Once more he looked at the couple, their waltz now beginning to attract the attention of others, his unease worsening at the sight of it.

'You ought to let them go, you miserable trout.' he thought somewhat resentful. 'Let a soul free. Is that not what this is all for?'

Yet such a notion was not quite as simple as all that. Indeed, he had grown bitter within centuries of waiting, the memories of his own love slowly lost to him till at last he could hardly recall what such joy might feel like.

It was what he had always wanted for himself. What he craved now with an insatiable hunger... And in the end he felt that that was what had truly killed the final part of him that had been human.

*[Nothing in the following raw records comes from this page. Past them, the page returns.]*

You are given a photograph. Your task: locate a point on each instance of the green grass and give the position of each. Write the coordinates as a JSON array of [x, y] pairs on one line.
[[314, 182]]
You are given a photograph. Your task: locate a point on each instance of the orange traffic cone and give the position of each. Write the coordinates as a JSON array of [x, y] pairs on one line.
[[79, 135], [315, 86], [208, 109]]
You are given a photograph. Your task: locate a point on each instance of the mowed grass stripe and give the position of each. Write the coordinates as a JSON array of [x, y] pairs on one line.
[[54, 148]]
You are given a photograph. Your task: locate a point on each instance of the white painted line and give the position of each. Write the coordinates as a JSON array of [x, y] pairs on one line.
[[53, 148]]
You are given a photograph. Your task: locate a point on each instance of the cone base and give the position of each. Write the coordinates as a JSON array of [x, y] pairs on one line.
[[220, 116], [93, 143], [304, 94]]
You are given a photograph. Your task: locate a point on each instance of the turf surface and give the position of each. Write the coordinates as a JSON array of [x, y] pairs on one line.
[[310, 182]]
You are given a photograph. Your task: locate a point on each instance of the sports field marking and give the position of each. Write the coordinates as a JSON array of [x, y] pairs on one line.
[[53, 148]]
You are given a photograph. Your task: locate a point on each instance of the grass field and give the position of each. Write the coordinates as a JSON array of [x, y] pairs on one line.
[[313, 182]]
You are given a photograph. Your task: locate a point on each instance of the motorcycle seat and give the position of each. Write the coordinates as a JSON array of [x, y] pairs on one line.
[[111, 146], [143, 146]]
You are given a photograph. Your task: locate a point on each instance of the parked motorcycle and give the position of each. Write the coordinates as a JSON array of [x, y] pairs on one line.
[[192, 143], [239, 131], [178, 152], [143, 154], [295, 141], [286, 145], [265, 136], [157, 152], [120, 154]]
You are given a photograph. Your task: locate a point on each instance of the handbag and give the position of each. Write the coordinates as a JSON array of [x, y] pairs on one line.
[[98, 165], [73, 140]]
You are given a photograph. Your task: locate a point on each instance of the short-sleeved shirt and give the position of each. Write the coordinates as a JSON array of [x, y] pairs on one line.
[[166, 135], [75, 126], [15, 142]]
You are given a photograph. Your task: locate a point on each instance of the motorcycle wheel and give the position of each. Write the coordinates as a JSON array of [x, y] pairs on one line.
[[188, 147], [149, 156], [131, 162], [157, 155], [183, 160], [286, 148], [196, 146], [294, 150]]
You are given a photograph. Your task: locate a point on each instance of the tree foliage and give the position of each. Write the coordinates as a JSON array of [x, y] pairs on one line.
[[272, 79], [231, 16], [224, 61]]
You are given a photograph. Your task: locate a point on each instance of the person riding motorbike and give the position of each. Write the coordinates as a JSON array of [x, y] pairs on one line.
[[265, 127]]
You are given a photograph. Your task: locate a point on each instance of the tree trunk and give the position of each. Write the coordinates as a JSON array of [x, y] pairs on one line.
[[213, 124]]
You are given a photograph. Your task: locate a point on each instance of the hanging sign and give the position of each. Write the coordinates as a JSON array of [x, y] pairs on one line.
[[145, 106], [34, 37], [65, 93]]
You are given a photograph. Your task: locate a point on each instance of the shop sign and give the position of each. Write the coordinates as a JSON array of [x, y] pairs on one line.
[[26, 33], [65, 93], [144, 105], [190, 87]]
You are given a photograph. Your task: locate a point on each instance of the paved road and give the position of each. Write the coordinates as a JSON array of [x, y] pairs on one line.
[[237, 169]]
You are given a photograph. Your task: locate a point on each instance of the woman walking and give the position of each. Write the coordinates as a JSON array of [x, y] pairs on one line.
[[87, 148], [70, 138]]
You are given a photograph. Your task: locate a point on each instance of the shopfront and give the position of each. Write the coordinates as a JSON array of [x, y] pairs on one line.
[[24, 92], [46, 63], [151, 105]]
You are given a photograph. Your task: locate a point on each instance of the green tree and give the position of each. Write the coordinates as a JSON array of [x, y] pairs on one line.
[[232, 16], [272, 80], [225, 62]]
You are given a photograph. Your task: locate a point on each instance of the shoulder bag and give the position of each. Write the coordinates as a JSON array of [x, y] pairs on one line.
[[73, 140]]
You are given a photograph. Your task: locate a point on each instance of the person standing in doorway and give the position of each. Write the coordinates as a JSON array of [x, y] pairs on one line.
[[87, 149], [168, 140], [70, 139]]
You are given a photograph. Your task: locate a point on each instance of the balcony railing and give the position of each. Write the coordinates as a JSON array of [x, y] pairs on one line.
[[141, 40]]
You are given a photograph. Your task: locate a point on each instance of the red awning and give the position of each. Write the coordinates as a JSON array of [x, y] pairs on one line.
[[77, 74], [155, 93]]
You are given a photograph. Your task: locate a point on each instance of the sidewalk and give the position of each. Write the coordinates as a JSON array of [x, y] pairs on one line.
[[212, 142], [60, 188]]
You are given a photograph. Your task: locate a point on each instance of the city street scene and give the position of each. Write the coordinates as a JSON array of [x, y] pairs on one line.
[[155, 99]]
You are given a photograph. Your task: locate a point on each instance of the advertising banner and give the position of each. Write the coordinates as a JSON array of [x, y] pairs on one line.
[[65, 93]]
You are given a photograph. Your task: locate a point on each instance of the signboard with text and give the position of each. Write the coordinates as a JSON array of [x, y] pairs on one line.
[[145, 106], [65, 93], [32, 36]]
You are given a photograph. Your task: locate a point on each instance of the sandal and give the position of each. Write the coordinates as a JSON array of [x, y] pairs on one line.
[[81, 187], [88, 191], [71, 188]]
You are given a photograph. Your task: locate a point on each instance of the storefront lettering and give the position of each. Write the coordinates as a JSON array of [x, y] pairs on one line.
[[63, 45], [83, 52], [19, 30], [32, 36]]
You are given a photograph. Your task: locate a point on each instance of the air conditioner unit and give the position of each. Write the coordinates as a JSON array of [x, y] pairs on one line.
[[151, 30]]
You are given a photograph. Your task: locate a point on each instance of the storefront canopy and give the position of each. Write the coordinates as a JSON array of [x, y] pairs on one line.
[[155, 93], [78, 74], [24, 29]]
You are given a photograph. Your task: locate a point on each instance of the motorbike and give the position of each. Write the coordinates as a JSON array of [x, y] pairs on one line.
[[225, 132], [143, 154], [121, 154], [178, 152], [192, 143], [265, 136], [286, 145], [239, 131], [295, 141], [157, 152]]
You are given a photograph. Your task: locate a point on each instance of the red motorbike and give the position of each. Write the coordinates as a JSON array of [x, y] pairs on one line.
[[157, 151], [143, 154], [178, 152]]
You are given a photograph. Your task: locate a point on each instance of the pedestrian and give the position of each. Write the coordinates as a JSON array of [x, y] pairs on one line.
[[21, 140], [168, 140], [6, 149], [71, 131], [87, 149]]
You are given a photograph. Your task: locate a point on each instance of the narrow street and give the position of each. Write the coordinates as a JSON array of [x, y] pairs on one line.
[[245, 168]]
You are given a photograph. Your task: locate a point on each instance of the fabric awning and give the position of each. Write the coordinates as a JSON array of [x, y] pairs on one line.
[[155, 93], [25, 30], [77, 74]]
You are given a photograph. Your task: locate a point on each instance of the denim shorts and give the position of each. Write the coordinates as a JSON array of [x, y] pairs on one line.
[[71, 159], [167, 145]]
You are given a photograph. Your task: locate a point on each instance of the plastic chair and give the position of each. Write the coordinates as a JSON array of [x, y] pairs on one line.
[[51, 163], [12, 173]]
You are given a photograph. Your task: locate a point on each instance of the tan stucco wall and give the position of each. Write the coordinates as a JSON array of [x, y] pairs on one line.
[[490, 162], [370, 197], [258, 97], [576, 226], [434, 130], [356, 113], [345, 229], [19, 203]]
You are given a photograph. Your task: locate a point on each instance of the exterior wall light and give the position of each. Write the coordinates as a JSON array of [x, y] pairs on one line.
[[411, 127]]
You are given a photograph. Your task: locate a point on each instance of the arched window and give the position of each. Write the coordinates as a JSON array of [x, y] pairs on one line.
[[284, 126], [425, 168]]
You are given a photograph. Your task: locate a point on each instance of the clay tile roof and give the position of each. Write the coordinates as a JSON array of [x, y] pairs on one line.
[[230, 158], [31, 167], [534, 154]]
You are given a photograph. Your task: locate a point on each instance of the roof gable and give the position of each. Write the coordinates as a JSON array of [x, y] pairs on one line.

For as the years went on and his torment showed no signs of ending, he had grown a twisted sense of pleasure in watching those become as desperate as he had been to bring their loved ones back to the world of the living.

He delighted in their struggle, watching as hope from both the living and dead drained into something cold and lifeless in much the same way his own had. Pushing them beyond some threshold of breaking till each year every riddle grew far more ridiculous than the last-- till at last the words were something on the brink of madness.

The games had grown violent, blood spilled upon magical ground, those that had once been friends turning against one another... And he had watched it all with a growing sense of grim satisfaction.

Now they would know his own pain; his anguish at knowing that he would never be free of the colorful tents, trapped behind the silver gates for all eternity and never once had he allowed a single soul to walk through such gates before dawn.

To be sure, he reminded himself at times, he wasn't entirely heartless. He couldn't be, for they-- whoever they had been-- wouldn't have allowed it. And thus the two sides of his heart remained at war with one another-- all hidden neatly away beneath a façade of sarcasm and being a general nuisance.

"Let them go," he whispered aloud now, as though pleading the crueler part of himself to simply stand by and watch as Lucy Caramonte and the Baron walked beyond the silver gates. "Surely you can allow them this."

It was the same argument each year, and in that time Azrael felt the bitter darkness grow, the longing within him a pulsing ache, his envy circling blackened fingers around his heart.

He thought of them, of afternoons spent in sunlight, of summer evenings spent drunk on fruit wine, of mornings wrapped in one another's arms. Of moments he could never have again. And with that, his sadness and anger pricked their thorns into his heart and he felt a shadow fall over him as he entered the game.

For he would not allow Miss Caramonte to win so easily.